There is some submissive acceptance of no future, no salvation, no resurrection, no redemption at all in this music and their lyrics. There is no possible compassion for the show that we could pass by and won’t. We are totally enchained in this drama and the drama is drowning us.

But the next piece, a triple piece again, the Triple Quartet is not in any way softened or made more bearable, acceptable, pacifying. The same obsessive compulsive rhythm that will drown us, made us drunk with insane unconsciousness and we will be able to pass to the other side of life, that is death, as if it were just going to sleep for ever and ever. Here and there a more harmonious musical phrase will play the loincloth of horror, the loincloth that will hide the horror of this life. There is nothing but horror in this life and like in Jacques Brel’s song about the “Flat Country of Flanders” ducks have to hang themselves to the clouds and we are these flocks of ducks herded to the hanging cloud cemetery and slaughterhouse. We will all end up dead in this forest of OCD autistic ghost haunted world. Let us die before the end to maybe get out of it and find silence, but we know it will be the silence of death because there cannot be silence in life since life is haunted by the ghosts of all the monsters who have fed their hunger on human flesh.
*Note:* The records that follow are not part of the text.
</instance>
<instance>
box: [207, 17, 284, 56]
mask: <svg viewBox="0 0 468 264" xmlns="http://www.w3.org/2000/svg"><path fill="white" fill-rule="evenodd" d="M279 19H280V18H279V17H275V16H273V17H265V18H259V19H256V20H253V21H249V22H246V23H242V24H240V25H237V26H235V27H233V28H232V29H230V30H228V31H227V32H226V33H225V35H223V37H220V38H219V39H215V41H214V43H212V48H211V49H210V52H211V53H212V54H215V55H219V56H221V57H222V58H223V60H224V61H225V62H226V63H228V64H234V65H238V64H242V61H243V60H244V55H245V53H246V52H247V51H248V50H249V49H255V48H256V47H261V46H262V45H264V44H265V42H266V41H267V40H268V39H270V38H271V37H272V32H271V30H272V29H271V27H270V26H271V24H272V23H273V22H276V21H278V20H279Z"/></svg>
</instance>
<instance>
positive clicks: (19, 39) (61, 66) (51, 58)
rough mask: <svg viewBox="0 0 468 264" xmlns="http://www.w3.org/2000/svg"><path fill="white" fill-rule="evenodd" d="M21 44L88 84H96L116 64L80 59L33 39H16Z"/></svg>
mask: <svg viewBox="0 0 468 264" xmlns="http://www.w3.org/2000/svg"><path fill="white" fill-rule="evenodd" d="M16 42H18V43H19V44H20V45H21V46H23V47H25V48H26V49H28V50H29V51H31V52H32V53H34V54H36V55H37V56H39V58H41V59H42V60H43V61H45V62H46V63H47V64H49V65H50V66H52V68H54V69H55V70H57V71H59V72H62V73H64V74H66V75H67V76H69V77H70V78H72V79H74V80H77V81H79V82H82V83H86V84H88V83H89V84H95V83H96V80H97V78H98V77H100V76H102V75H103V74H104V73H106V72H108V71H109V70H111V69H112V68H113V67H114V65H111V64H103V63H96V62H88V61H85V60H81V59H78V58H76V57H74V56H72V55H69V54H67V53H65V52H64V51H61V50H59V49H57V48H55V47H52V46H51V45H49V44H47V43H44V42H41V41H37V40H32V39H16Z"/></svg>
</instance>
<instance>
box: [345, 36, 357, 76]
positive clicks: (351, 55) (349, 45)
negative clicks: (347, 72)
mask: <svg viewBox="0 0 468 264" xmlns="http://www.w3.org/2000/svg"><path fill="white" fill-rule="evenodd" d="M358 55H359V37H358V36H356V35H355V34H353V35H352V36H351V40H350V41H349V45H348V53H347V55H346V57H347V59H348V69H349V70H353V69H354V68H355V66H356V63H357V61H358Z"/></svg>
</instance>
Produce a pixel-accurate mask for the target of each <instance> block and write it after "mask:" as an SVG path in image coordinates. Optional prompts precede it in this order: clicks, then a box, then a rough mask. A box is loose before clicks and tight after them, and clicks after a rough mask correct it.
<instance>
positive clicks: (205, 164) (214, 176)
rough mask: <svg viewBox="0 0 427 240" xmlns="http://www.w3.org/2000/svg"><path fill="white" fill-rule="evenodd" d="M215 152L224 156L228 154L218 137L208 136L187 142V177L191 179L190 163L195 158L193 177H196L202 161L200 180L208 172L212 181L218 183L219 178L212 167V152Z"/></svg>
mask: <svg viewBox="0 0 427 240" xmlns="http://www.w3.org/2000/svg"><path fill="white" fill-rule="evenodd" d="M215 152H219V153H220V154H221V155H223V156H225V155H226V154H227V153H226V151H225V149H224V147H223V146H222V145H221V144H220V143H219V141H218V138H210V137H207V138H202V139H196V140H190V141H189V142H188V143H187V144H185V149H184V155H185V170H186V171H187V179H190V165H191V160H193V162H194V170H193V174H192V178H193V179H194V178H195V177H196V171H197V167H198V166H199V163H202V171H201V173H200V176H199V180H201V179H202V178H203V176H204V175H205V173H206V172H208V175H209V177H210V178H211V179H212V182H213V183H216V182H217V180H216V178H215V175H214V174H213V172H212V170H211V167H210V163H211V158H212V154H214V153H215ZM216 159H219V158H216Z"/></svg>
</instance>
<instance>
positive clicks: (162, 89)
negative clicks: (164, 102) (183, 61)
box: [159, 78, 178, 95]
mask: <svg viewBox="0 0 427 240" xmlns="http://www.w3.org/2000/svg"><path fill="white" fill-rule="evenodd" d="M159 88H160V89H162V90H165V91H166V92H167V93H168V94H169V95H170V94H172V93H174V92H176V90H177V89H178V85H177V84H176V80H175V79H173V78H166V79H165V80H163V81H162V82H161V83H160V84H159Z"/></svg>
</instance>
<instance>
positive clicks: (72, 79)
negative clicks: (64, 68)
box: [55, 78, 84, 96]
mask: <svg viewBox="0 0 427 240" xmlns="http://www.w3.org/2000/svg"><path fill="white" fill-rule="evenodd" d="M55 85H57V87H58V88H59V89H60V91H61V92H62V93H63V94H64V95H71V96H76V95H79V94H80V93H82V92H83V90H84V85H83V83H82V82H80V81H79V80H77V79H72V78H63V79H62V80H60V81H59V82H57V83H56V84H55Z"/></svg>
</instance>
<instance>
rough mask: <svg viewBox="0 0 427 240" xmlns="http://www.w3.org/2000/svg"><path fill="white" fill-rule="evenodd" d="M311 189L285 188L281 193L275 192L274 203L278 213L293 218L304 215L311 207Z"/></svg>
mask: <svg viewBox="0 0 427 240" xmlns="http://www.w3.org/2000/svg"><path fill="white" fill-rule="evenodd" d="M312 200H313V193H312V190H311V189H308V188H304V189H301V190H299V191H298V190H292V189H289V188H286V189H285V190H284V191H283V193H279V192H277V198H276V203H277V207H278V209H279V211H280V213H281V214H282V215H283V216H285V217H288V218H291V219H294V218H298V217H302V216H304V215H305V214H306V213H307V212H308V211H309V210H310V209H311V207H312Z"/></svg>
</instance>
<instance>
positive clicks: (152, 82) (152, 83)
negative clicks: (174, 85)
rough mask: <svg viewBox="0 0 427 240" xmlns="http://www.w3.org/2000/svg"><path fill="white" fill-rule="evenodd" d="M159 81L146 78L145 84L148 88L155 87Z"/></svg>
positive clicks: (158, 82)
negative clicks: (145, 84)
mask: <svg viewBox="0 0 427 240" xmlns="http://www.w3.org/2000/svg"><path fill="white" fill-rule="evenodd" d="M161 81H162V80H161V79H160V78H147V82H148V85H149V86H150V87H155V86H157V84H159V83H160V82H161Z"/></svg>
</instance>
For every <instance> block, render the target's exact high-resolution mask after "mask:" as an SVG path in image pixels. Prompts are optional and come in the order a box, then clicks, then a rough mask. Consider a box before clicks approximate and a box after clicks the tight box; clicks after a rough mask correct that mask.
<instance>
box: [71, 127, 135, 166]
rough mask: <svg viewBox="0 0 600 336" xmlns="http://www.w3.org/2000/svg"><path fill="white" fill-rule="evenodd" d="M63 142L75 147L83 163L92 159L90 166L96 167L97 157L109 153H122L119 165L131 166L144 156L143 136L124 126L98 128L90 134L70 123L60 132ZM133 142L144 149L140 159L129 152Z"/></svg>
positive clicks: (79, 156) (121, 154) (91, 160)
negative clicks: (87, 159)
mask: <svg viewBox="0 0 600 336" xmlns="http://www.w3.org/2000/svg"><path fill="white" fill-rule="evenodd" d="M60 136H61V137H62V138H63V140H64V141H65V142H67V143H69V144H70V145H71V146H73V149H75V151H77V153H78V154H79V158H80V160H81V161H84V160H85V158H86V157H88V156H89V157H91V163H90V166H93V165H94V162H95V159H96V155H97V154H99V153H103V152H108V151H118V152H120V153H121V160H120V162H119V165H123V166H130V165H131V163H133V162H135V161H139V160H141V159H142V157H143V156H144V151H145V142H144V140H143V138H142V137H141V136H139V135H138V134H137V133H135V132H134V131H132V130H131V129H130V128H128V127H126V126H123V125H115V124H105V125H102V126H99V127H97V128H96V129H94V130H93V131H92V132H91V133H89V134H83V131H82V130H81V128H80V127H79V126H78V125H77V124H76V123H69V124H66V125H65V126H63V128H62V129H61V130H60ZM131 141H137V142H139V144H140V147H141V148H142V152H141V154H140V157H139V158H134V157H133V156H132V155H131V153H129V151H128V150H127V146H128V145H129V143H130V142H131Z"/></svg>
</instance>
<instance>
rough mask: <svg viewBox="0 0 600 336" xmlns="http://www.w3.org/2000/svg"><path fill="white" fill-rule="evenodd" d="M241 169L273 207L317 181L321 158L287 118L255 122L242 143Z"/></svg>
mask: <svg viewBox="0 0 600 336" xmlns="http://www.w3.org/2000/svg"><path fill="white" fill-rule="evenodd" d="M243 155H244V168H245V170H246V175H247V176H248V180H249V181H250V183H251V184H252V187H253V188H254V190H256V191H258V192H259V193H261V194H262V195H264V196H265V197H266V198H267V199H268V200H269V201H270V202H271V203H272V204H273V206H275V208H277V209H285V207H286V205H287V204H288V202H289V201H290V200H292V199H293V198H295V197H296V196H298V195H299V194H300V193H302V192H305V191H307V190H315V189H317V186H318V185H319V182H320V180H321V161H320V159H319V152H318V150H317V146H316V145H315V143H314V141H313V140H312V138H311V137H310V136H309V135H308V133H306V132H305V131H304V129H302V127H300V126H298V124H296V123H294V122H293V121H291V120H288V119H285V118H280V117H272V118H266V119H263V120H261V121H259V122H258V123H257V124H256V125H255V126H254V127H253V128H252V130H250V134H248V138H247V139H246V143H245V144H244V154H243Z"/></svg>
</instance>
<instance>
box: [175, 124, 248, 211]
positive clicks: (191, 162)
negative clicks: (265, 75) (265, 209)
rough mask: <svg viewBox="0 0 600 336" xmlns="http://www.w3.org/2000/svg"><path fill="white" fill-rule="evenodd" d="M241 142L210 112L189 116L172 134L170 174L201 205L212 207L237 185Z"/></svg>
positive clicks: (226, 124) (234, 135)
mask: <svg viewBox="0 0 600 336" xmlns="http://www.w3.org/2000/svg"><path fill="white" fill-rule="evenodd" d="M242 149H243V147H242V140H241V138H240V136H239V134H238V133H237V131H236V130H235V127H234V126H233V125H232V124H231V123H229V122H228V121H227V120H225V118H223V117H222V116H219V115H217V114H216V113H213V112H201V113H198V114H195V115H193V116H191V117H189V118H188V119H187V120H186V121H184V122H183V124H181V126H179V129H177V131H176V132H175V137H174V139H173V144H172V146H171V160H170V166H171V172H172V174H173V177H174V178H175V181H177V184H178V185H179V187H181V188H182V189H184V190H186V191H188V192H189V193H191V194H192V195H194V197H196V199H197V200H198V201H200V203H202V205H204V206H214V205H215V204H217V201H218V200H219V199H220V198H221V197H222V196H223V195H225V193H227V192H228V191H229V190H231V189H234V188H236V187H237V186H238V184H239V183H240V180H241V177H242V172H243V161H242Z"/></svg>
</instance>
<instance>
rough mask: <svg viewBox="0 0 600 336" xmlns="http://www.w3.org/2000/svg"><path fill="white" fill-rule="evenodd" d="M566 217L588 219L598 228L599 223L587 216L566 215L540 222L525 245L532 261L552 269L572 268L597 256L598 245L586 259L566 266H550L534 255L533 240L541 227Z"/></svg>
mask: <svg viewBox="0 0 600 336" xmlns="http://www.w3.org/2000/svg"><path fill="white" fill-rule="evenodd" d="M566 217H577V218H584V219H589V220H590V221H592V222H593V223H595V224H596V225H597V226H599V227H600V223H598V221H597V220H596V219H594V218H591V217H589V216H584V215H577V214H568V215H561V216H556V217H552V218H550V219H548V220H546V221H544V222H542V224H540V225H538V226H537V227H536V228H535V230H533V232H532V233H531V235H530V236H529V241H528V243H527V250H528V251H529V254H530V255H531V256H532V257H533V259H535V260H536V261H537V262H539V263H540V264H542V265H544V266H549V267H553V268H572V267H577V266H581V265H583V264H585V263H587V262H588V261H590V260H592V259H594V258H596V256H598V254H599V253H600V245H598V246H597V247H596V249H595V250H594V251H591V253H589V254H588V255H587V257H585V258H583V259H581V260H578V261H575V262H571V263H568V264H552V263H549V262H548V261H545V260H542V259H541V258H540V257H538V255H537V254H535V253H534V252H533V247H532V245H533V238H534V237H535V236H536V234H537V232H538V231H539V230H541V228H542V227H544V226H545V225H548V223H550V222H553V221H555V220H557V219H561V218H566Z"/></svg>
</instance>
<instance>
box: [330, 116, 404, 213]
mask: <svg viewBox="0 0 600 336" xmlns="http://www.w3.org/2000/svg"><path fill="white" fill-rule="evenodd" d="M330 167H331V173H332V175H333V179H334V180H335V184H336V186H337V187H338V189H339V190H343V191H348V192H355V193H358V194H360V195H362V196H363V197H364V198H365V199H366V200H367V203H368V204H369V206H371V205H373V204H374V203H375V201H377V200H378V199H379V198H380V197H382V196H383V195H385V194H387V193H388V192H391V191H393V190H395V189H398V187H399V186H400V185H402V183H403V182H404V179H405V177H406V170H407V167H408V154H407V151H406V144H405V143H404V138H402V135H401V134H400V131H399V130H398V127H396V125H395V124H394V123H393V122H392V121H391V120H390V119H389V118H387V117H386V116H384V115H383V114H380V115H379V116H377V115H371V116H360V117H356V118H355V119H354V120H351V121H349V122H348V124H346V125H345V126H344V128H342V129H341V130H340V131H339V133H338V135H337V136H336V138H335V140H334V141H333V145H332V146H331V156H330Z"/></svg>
And the last quadruple piece, the Four Sections, are not worse at all. Just some xylophone player is using his hammer on our bones and ribs to produce a music that is so rhythmically oppressive that we submit and we go to death under the hammering of this lullaby of no hope.

I hate to say it but I feel trumped by this music, trumped and defeated. The game is over. The show is finished and yet it has to go on, so I will be the ghost that will haunt the world and the life of surviving innocent and unconscious virginal minds that can only be blind to the impossible escape and imagine there is some better world beyond the horrific setting of this life.